# Just Dropped My Gary Moore on the Floor



## GuitarsCanada (Dec 30, 2005)

I am bumming BIG TIME.... just drop my Heritage Gary Moore on the floor, directly on the top of the neck, appears to be cracked good. I need help boy's. I have to have it looked at now. I am thinking the 12th fret... any others in the Southern Ontario area?


----------



## zdogma (Mar 21, 2006)

http://www.folkwaymusic.com/


----------



## mandocaster (Jan 11, 2007)

Oh man....never let a guitar hang by its strap. Always hold it by the neck join. Speshly with Gibsons. Ouch!


----------



## nine (Apr 23, 2006)

I've always heard really great things about the Guitar Clinic in Hamilton.


----------



## J S Moore (Feb 18, 2006)

Guitar Clinic is mostly basses now. There was a tech there years ago who left a bad impression with me. He might not be there now but you know how those things linger.

Try Freddy Gabsrek. He did the re-fret on my Studio and did a top notch job.
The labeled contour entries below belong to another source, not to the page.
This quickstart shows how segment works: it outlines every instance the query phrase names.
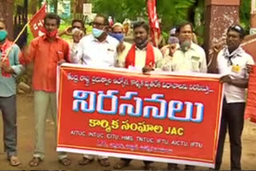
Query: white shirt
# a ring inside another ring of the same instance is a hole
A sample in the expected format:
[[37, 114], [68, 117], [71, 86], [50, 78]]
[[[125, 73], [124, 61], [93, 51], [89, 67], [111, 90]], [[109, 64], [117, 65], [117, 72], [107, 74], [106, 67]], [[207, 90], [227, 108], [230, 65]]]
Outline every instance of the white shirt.
[[118, 66], [124, 67], [126, 66], [126, 58], [132, 46], [132, 45], [129, 42], [123, 42], [123, 45], [125, 46], [125, 49], [120, 54], [118, 54]]
[[[225, 58], [227, 55], [234, 55], [231, 58], [232, 64], [229, 62], [228, 58]], [[224, 75], [229, 74], [232, 79], [248, 78], [246, 64], [254, 64], [253, 58], [246, 53], [242, 47], [238, 48], [231, 54], [227, 48], [224, 48], [218, 53], [217, 62], [218, 73]], [[224, 95], [227, 103], [246, 101], [245, 89], [233, 85], [224, 84]]]
[[[135, 47], [135, 64], [134, 70], [141, 70], [146, 66], [146, 47], [140, 50], [137, 46]], [[162, 58], [162, 53], [160, 50], [153, 46], [153, 51], [154, 55], [154, 63]]]
[[117, 46], [118, 41], [107, 36], [106, 40], [100, 42], [92, 34], [83, 37], [75, 52], [71, 51], [71, 62], [94, 67], [110, 67], [115, 65]]
[[205, 50], [193, 42], [185, 53], [179, 47], [174, 54], [171, 63], [173, 71], [207, 73]]

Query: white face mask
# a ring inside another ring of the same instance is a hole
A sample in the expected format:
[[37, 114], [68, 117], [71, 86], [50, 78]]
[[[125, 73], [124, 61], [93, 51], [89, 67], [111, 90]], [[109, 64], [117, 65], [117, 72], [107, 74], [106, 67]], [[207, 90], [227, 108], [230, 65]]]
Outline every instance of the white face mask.
[[93, 28], [93, 35], [95, 38], [99, 38], [104, 33], [103, 30], [99, 30], [96, 28]]

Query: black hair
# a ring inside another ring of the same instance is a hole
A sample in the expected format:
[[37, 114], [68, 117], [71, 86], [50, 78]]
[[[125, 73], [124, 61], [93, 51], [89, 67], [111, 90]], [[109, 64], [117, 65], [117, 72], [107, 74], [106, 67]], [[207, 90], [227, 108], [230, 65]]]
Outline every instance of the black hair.
[[138, 27], [143, 27], [147, 33], [150, 31], [149, 26], [145, 22], [137, 22], [134, 24], [134, 30]]
[[46, 19], [55, 19], [57, 21], [57, 25], [59, 26], [61, 24], [61, 18], [54, 13], [48, 13], [44, 18], [44, 22], [46, 23]]
[[104, 25], [105, 26], [109, 26], [109, 20], [108, 18], [106, 17], [106, 15], [103, 15], [102, 14], [98, 14], [96, 15], [95, 18], [100, 17], [100, 18], [104, 18]]
[[74, 24], [74, 22], [79, 22], [79, 23], [81, 23], [82, 28], [85, 28], [85, 23], [84, 23], [84, 22], [83, 22], [82, 20], [81, 20], [81, 19], [74, 19], [74, 20], [72, 20], [72, 24], [71, 24], [71, 26], [73, 26], [73, 24]]
[[230, 30], [238, 33], [241, 39], [243, 39], [246, 36], [245, 30], [240, 25], [236, 24], [230, 26], [226, 33], [229, 33]]
[[181, 24], [178, 26], [178, 28], [177, 28], [177, 30], [176, 30], [176, 33], [179, 34], [179, 32], [181, 31], [181, 29], [182, 29], [182, 27], [184, 27], [185, 26], [187, 26], [187, 25], [190, 26], [191, 30], [192, 30], [192, 32], [193, 32], [193, 30], [194, 30], [194, 29], [193, 29], [193, 24], [192, 24], [191, 22], [185, 22], [181, 23]]

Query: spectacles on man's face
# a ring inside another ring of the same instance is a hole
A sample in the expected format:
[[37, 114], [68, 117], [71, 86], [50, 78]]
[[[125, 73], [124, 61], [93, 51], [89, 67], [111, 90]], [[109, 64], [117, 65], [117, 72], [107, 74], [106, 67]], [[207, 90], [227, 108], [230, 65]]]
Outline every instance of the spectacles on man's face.
[[113, 31], [114, 34], [122, 34], [122, 31]]
[[72, 29], [79, 29], [79, 30], [81, 30], [82, 28], [81, 28], [81, 26], [72, 26]]

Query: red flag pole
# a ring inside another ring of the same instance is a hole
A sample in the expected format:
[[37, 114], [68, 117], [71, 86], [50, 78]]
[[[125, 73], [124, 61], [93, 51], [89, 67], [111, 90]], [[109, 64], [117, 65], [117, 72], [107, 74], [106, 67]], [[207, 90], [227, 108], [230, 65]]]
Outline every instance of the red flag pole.
[[[46, 5], [46, 2], [43, 5], [43, 6]], [[40, 11], [40, 10], [39, 10]], [[26, 28], [27, 27], [27, 26], [29, 26], [29, 24], [30, 23], [30, 21], [28, 21], [28, 22], [23, 26], [22, 30], [19, 32], [19, 34], [18, 34], [17, 38], [15, 38], [15, 40], [13, 42], [13, 45], [10, 46], [10, 48], [9, 48], [9, 50], [6, 52], [6, 55], [4, 57], [4, 58], [2, 59], [2, 61], [6, 61], [6, 58], [9, 56], [9, 54], [10, 52], [10, 50], [12, 50], [14, 45], [18, 42], [18, 40], [20, 38], [20, 37], [22, 35], [23, 32], [25, 31]]]

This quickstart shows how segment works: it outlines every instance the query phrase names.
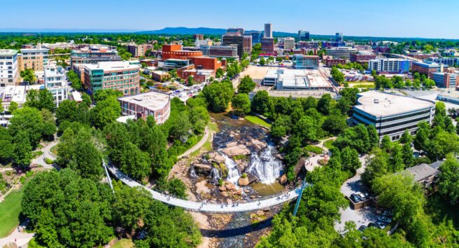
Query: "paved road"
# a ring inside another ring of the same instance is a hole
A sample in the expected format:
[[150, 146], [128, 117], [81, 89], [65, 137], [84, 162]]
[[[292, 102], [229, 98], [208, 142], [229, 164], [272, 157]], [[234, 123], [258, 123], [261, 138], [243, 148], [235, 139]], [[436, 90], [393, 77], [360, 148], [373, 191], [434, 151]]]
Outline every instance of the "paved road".
[[200, 212], [230, 214], [237, 212], [253, 212], [260, 209], [269, 209], [271, 207], [288, 202], [295, 200], [301, 191], [301, 186], [292, 191], [281, 195], [275, 195], [271, 198], [256, 200], [253, 202], [239, 203], [238, 205], [224, 205], [222, 204], [204, 203], [192, 202], [186, 200], [175, 198], [155, 191], [150, 188], [137, 183], [124, 174], [118, 168], [107, 165], [108, 170], [115, 175], [116, 178], [121, 180], [125, 184], [130, 187], [142, 187], [152, 194], [154, 199], [163, 202], [166, 204], [183, 207], [188, 210]]
[[15, 228], [14, 232], [8, 237], [0, 238], [0, 247], [3, 247], [5, 244], [10, 242], [15, 242], [15, 240], [18, 247], [27, 247], [29, 241], [34, 237], [34, 235], [35, 233], [20, 232], [17, 230], [17, 228]]
[[199, 142], [197, 142], [195, 145], [193, 146], [193, 147], [187, 150], [185, 152], [182, 153], [181, 155], [179, 155], [177, 156], [177, 158], [180, 159], [183, 157], [189, 156], [190, 154], [194, 153], [195, 151], [199, 150], [201, 146], [202, 146], [206, 142], [207, 142], [207, 139], [209, 139], [209, 136], [211, 134], [211, 132], [209, 130], [209, 126], [206, 126], [206, 129], [204, 130], [204, 135], [202, 136], [202, 138], [201, 140], [199, 140]]
[[57, 143], [59, 143], [59, 141], [57, 140], [57, 139], [55, 139], [52, 142], [48, 143], [46, 145], [46, 146], [45, 146], [45, 147], [42, 148], [41, 149], [40, 149], [39, 151], [43, 151], [43, 155], [41, 155], [41, 156], [38, 156], [36, 158], [34, 158], [30, 164], [31, 165], [40, 165], [43, 166], [44, 168], [52, 169], [53, 168], [52, 165], [47, 164], [46, 162], [45, 162], [45, 158], [48, 158], [52, 159], [53, 160], [55, 159], [56, 159], [56, 158], [52, 154], [51, 154], [50, 150], [51, 149], [51, 148], [52, 146], [57, 144]]

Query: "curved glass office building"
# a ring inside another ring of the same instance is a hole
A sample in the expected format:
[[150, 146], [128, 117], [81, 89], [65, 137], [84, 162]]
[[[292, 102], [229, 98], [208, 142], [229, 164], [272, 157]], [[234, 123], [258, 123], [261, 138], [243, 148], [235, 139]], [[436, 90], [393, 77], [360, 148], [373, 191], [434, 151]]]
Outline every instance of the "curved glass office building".
[[435, 113], [435, 102], [379, 91], [359, 93], [357, 102], [353, 123], [373, 125], [380, 139], [388, 135], [392, 141], [406, 130], [414, 135], [420, 122], [432, 124]]

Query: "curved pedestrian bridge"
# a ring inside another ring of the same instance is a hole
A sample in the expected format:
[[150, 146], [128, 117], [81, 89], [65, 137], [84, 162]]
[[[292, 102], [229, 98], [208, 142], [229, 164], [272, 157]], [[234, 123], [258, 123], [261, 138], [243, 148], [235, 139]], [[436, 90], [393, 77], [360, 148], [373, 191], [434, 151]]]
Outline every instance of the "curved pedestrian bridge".
[[273, 206], [278, 205], [295, 200], [301, 193], [302, 186], [282, 195], [273, 195], [271, 198], [250, 201], [247, 202], [234, 203], [232, 205], [216, 204], [207, 202], [192, 202], [186, 200], [176, 198], [167, 195], [164, 193], [155, 191], [142, 184], [130, 179], [121, 172], [121, 171], [113, 166], [106, 165], [106, 168], [119, 180], [129, 187], [141, 187], [150, 192], [153, 198], [166, 204], [183, 207], [188, 210], [209, 213], [237, 213], [253, 212], [258, 209], [267, 209]]

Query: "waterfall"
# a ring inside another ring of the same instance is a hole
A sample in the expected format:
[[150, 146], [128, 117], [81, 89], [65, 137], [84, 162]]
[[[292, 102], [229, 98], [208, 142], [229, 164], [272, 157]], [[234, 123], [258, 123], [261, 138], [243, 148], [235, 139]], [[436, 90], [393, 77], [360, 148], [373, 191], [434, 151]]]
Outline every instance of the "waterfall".
[[262, 184], [274, 183], [282, 172], [282, 163], [273, 156], [271, 152], [273, 149], [272, 145], [268, 144], [260, 155], [254, 153], [250, 156], [250, 165], [247, 171], [257, 176]]
[[238, 170], [237, 164], [236, 162], [234, 162], [234, 160], [226, 156], [226, 154], [222, 154], [225, 158], [225, 165], [228, 169], [228, 176], [227, 177], [226, 180], [237, 186], [237, 180], [239, 180], [239, 177], [241, 177], [239, 170]]
[[211, 182], [216, 184], [220, 178], [222, 178], [222, 175], [220, 173], [220, 170], [213, 167], [212, 170], [211, 170]]

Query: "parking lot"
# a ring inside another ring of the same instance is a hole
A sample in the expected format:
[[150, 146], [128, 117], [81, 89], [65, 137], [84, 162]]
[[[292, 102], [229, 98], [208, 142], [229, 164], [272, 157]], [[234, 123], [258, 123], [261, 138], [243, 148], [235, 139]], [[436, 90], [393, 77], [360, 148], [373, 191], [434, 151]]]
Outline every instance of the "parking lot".
[[[367, 191], [360, 180], [360, 174], [365, 172], [365, 156], [360, 158], [362, 165], [357, 170], [356, 174], [346, 180], [341, 187], [341, 192], [347, 197], [357, 192]], [[340, 221], [337, 221], [334, 224], [334, 229], [339, 232], [344, 230], [344, 223], [346, 221], [353, 221], [358, 228], [362, 225], [367, 226], [371, 222], [375, 222], [378, 219], [376, 210], [374, 207], [365, 207], [354, 210], [351, 207], [351, 203], [347, 207], [340, 210]]]

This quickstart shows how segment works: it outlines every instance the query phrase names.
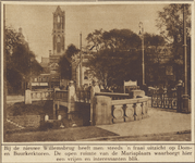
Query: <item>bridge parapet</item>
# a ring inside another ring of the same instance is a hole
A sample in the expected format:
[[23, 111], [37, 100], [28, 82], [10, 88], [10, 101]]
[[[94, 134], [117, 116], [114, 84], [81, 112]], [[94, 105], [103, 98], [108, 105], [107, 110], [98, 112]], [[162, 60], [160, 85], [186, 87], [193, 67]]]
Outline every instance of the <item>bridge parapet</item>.
[[53, 97], [52, 90], [31, 91], [27, 89], [25, 90], [25, 104], [32, 104], [32, 101], [53, 100]]
[[93, 125], [108, 125], [148, 117], [149, 97], [112, 100], [96, 96], [93, 106]]

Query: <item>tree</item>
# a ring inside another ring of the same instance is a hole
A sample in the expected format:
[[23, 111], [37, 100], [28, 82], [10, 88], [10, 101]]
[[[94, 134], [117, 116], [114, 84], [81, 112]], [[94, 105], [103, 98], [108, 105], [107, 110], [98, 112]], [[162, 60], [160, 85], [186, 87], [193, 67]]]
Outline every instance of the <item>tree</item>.
[[10, 27], [5, 28], [4, 54], [7, 59], [7, 84], [10, 93], [22, 91], [22, 82], [29, 82], [31, 71], [37, 75], [42, 71], [34, 52], [29, 50], [28, 43], [21, 35]]
[[[172, 61], [176, 80], [184, 78], [183, 67], [183, 5], [169, 4], [163, 11], [158, 12], [157, 27], [161, 35], [172, 47]], [[188, 85], [191, 85], [191, 4], [186, 7], [186, 27], [187, 27], [187, 72]], [[190, 90], [188, 90], [190, 92]]]
[[95, 30], [87, 38], [96, 48], [87, 66], [105, 88], [123, 85], [123, 80], [141, 80], [141, 38], [130, 29]]
[[59, 73], [61, 78], [71, 79], [72, 78], [72, 58], [77, 54], [80, 50], [74, 46], [70, 45], [65, 53], [59, 60]]

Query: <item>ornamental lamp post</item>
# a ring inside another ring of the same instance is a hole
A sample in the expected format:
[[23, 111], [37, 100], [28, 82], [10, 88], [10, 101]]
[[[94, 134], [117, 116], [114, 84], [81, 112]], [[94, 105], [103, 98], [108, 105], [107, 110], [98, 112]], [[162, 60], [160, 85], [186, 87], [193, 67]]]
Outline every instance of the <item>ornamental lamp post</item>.
[[182, 112], [190, 113], [188, 95], [187, 95], [187, 43], [186, 43], [186, 13], [185, 4], [183, 4], [183, 53], [184, 53], [184, 95]]
[[145, 65], [144, 65], [144, 25], [142, 22], [138, 24], [139, 37], [142, 38], [142, 67], [143, 67], [143, 86], [145, 85]]
[[33, 65], [33, 62], [34, 62], [34, 58], [31, 58], [31, 78], [29, 78], [29, 90], [32, 90], [32, 65]]

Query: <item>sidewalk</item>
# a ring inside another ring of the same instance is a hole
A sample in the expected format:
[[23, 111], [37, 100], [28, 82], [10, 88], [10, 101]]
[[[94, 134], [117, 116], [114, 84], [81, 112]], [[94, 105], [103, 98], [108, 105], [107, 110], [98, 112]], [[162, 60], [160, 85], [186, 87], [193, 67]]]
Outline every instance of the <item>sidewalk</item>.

Here's his site: http://www.freddysfrets.com/ . He's located in Welland but well worth the trip.

Good luck. I live in fear of that sort of thing.


----------



## bubkusjones (Sep 26, 2006)

The Guitar Clinic is closed. George Furlanetto (Owner of the Guitar Clinic and the F-Bass shop), decided that he wanted to put his focus back into his F-Bass line, and closed the Guitar Clinic. I'm not sure how accurate this is but this is what I've heard/read. 

I'm hoping I can get a job there this summer. 



One of the techs from the Guitar Clinic opened his own shop "The Peghead".


----------



## nine (Apr 23, 2006)

Oops. I didn't know that.


----------



## bubkusjones (Sep 26, 2006)

nine said:


> Oops. I didn't know that.



Yeah, it sucks. I've only known about the place for a year before it closed.


----------



## Metal#J# (Jan 1, 2007)

GuitarsCanada said:


> I am bumming BIG TIME.... just drop my Heritage Gary Moore on the floor, directly on the top of the neck, appears to be cracked good. I need help boy's. I have to have it looked at now. I am thinking the 12th fret... any others in the Southern Ontario area?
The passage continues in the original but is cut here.